Formaldehyde is a chemical commonly used in the manufacture of building materials and numerous household products. At room temperature, formaldehyde vaporises into the air, potentially causing serious health problems. It is also a by-product of combustion processes. When you burn things like natural gas, wood, petrol, or tobacco, formaldehyde gas is released into the air. The most significant sources of formaldehyde in homes are: pressed wood products like particle board, plywood, and MDF (medium density fibreboard); foam insulation; carpets; drapery fabrics; resins; glues; cigarettes; and poorly-vented, fuel-burning appliances like gas stoves or kerosene heaters.

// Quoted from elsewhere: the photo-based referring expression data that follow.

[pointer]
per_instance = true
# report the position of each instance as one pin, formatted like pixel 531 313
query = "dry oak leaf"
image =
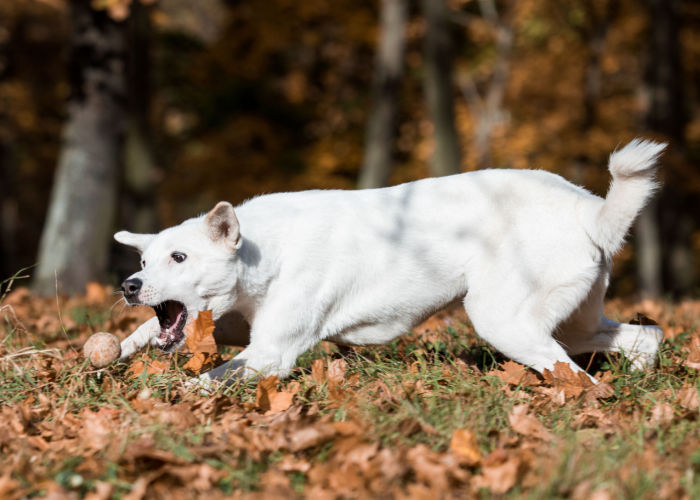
pixel 527 425
pixel 199 337
pixel 138 366
pixel 464 445
pixel 562 377
pixel 688 398
pixel 96 294
pixel 269 400
pixel 693 359
pixel 310 436
pixel 514 373
pixel 499 472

Health effects of formaldehyde are eye, nose and throat burning and irritation; nausea; skin rashes; and breathing difficulties in some people. High concentrations of formaldehyde can trigger asthma attacks. Formaldehyde is also considered a known human carcinogen (cancer-causing substance), and classified as a Hazardous Air Pollutant (HAP) by the EPA. The World Health Organisation specifies a limit for formaldehyde in air of 100 ug/m3, which is equivalent to 80 - parts-per-billion (ppb).
Since formaldehyde is present in so many building materials and household products, every home should be tested for the presence of this toxic chemical.